ポカポカする身体を着物で包み、舞袴を履いて帯をギュッと締めると帯に母様の作ってくれた撃盤用の抱具(ホルダーと言うらしい)を留め具で固定し、足袋を履いて、雪山でも動きやすい
ショドウフォンはひとえが持っている。
乾かした髪をリボンで締める。
「よう。待ってたぞ」
「ん、何かあったの?」
ドアを開けると壁に寄り掛かって待ってくれていた剣路から視線をずらし、廊下に転がっている打撲まみれの兵隊に小首を傾げながら、剣路に問う。
けど、剣路は教えてくれなかった。
「……ねえ、私の鞄は?」
「鶴見中尉が預かってる。一応、常識ある人だから簡単に見たりはしないんじゃないか?」
そう話しながら、剣路の横を歩いて駐屯所の廊下を歩いていると部屋の病室を見かけ、杉元に落とされた男が眠っているのが見えた。
まだ、回復していないのかな。
「……尾形には近付くなよ」
「おがた、あの人?」
「そう。しとりはオレと居てくれ」
「ん、一緒に東京に帰ろう!ひとえのところに子供は預けてきたから、あと剣路は戦争に行ってたからまだ次男に会ってないでしょう?」
「……次男?ちょっと待て、どういうことだ?」
「五年前に産まれた子だよ。父様に頼んで手紙を送ったのに読んでくれてなかったの?」
スッと右手の親指を口許に近付けると、慌てた様子の剣路に手を掴まれ、ブンブンと顔を横に振って止めるように言ってくる。
木気の妖刀は雷、私の愛刀・電光丸だ。
「うぉっほん」
わざとらしい咳払いに私達は視線を向けると、額当てを着けた鶴見が私と剣路の握り合う手を見つめていた。また、ドロリとしたものが彼の身体に纏わり付く。

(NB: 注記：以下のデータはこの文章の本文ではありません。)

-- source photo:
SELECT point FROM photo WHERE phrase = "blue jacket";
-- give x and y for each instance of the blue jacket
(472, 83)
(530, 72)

「夫婦円満なのは構わないが、駐屯所の風紀を乱す行為は止めたまえよ、緋村。それから野間を助けてくれた貴女に少しばかり話があるのだが、緋村も同席して構わん」
その言葉に困惑するよりも私の鞄の留め金が壊れている事実に気付き、剣路の方を見ると物凄い早さで顔を逸らすのが見えた。
剣路、またウソ吐いたの?
スッと両手の五指を口許に近付ける。
けど、すぐに剣路に邪魔されて妖刀を引き抜けない。むう、母様は無闇に抜かないように仕掛けた法式は面倒。でも、ずっと母様が私の傍に居てくれるみたいで、私はとっても嬉しい。
ひとえも母様の物を持っている。眼鏡は一回取り合いになったけど、母様の持ってた神通力を使えるひとえが持っているほうが安心できる。
「しとり、個魔のヤツに逃げる準備させとけ」
その言葉に小首を傾げながら、頷く。